Hot damn this is downright biblical.
7 lines in the first stanza, 3 in the second, 7 syllables, then 3. hell you even have 40 words (minus "God" - which just throws the whole fucking thing off, dumbshit.)
Was it the dream or the halucinations caused by your mother's attempt at beef stew that inspired you? Wait! How could I have been so stupid. It's Chandler's wedding to Phoebe's ex-boyfriend, who just happens to be Joey's childhood lover, not to say that Joey is gay. Not at all. Joey's had to have fucked Monica in at least 15 different episodes. But then again, Ross bet Chandler $5 that they were of the anal variety.
Is Joey gay????

5:17 PM  
Blogger PWS said...

You are right about the structure. First stanza seven syllables, seven lines. (Religious, astrological, bullshit "cosmic" or "sacred" number).
The second is 3 syllables and 3 lines. Father, son and holy spirit the oneness of three Christians call "God." (the final 'stanza' is one line, one syllable-God! MAGIC!)
I wrote this while looking horoscopes today in the paper and realizing that the day Jesus is celebrated as being born means that he's a capricorn. And I thought that was funny.
Capricorn is from Greek mythology-("the seagoat" or "the earthgoat") and Christianity takes a lot from pagan mythology. So the connections between Greek and pagan mythology, Christianity, Astrology, "Friends", the Judaic obsession with descendents (And Bruach begat Abrahm whom begat Bezhara who begat Juach...), Quantum theory and mechanics (Max Planck and his so -called 'wall'-the 10 seconds after the big bang that we can't see what's before it-which just might be be a nothingness of just floating matter that exists out of time and space-this is why I challenged your thing about "before" the big bang. "It's only due to the poverty of our imagination to believe that the universe had to have had a beginning"-I would like to think that the universe has no beginning and no end and just exists and goes through cycles of big bangs and crunches different eacch time around). Unifying all these crazy and disrelated things and finding some belief in one of the most fundamental problems of human existence-finding a God or belief-that to me is funny.
I like things and find them all interesting-Greek, popular culture, science, Christianity-but one must keep a distance and be funny about it and take it for what it is-nothing.

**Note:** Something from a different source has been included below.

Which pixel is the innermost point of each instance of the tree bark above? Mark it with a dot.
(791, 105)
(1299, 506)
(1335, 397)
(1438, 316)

Joey wasn't gay, but it should be said that if you have ever enjoyed the show "Friends" you have no hope for figuring out anything.

12:11 AM  
Blogger PWS said...

Why do anything? Everything is just going to die. Everything. Everything.

I however am keeping away from caffeine for my anxiety. I also am going to college and have a job so I can make money and live comfortably so I can be happy until I die.I will fall in love and get married and have a child or two and some pets and live in a house and the house will not exist and the pets will die and my kids will then die. It's all so pointless.

Of course I hope my kids die BEFORE I do.
I DON'T WANNA DIE! I DON'T WANNANANAN DIEDIEIDIEIDIE! AHHHHHHHHHH! DEATH!!!!!!!!!
NONO NONONO NO NO NO! PLEASE!
I DON'T WANT TO DIE.
dONT' KILll m e.

12:18 AM  
Blogger iamthor said...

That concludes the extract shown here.